P7-03: Exploring Sampling Techniques for Generating Melodies With a Transformer Language Model
Mathias Rose Bjare (Johannes Kepler University Linz)*, Stefan Lattner (Sony CSL), Gerhard Widmer (Johannes Kepler University)
Subjects (starting with primary): MIR tasks -> music synthesis and transformation ; Applications -> music composition, performance, and production ; MIR fundamentals and methodology -> symbolic music processing ; Musical features and properties -> structure, segmentation, and form ; Musical features and properties -> melody and motives ; MIR tasks -> music generation
Presented In Person: 4-minute short-format presentation
Research in natural language processing has demonstrated that the quality of generations from trained autoregressive language models is significantly influenced by the used sampling strategy.
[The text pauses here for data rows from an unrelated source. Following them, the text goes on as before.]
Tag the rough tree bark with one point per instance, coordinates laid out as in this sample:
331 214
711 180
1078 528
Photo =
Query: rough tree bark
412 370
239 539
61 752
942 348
In this study, we investigate the impact of different sampling techniques on musical qualities such as diversity and structure. To accomplish this, we train a high-capacity transformer model on a vast collection of highly-structured Irish folk melodies and analyze the musical qualities of the samples generated using distribution truncation sampling techniques. Specifically, we use nucleus sampling, the recently proposed "typical sampling", and conventional ancestral sampling. We evaluate the effect of these sampling strategies in two scenarios: optimal circumstances with a well-calibrated model and suboptimal circumstances where we systematically degrade the model’s performance. We assess the generated samples using objective and subjective evaluations. We discover that probability truncation techniques may restrict diversity and structural patterns in optimal circumstances, but may also produce more musical samples in suboptimal circumstances.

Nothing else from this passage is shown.